The poem can be seen as an allegory for the intoxication, the wasting away, the craving and then the cure via small doses of it, as per the classic cycle that most morphinomaniacs would have to go through.
Her hair grew thin and grey;
She dwindled, as the fair full moon doth turn
To swift decay and burn
Her fire away
……..
“Lizzie, Lizzie, have you tasted
For my sake the fruit forbidden?
Must your light like mine be hidden,
Your young life like mine be wasted,
Undone in mine undoing,
And ruin’d in my ruin…”
It is highly probable that Christina Rossetti witnessed the disastrous effects of the drug at St Mary Magdalene’s House, where she cared for fallen women: human beings without any family support. Furthemore, while writing The Goblin Market, a familial drama was unfolding at the same time. Elizabeth Siddal, the famous model and artist and her sister-in-law, suffered from laudanum dependency. She had a still birth and died the year of the publication of The Goblin Market.

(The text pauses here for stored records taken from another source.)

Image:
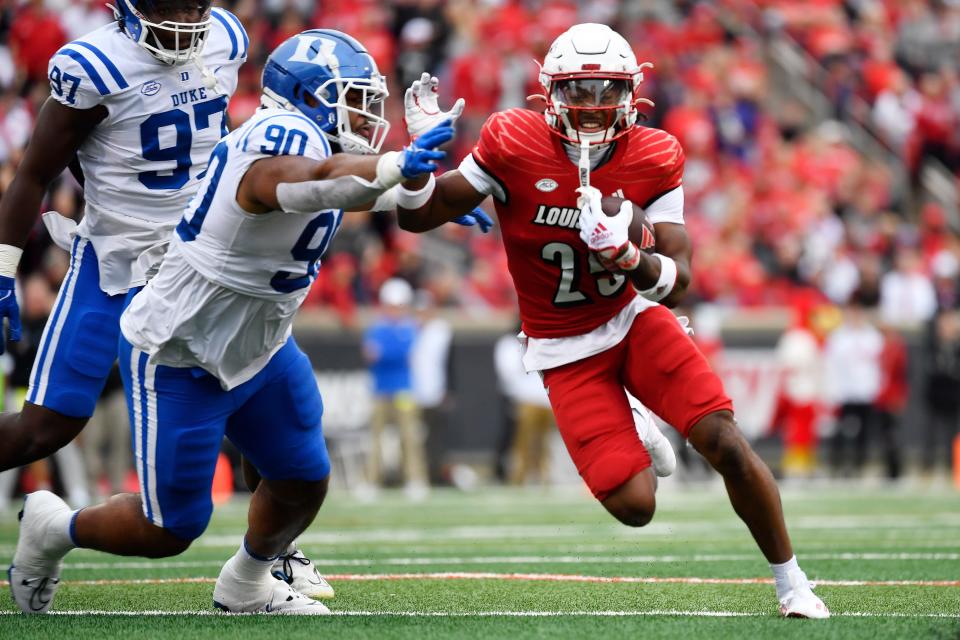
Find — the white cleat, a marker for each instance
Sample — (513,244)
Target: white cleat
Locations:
(232,595)
(35,572)
(800,601)
(301,574)
(661,452)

Dear readers, you may have found another meaning to it, but I am certain that you have desired all along to understand more. This is the magic of pure literature.
The vividness and the clever succession of the verses, the wonderful and delicious words, some nearly forgotten, cannot disappear or die for ever. So, let us translate, print, read and memorise them again and again.
And for once, let’s imagine, read or even listen to Christina Rossetti’s wit from the past with this quote, reported by Virginia Woolf as something Christina is supposed to have said at a tea party:
‘Yes, I am a poet ... Here you are rambling among unimportant trifles, rattling my writing-table drawers, making fun of ... my love affairs when all I care for you to know is here. Behold this green volume. It is a copy of my collected works. It costs four shillings and sixpence. Read that.’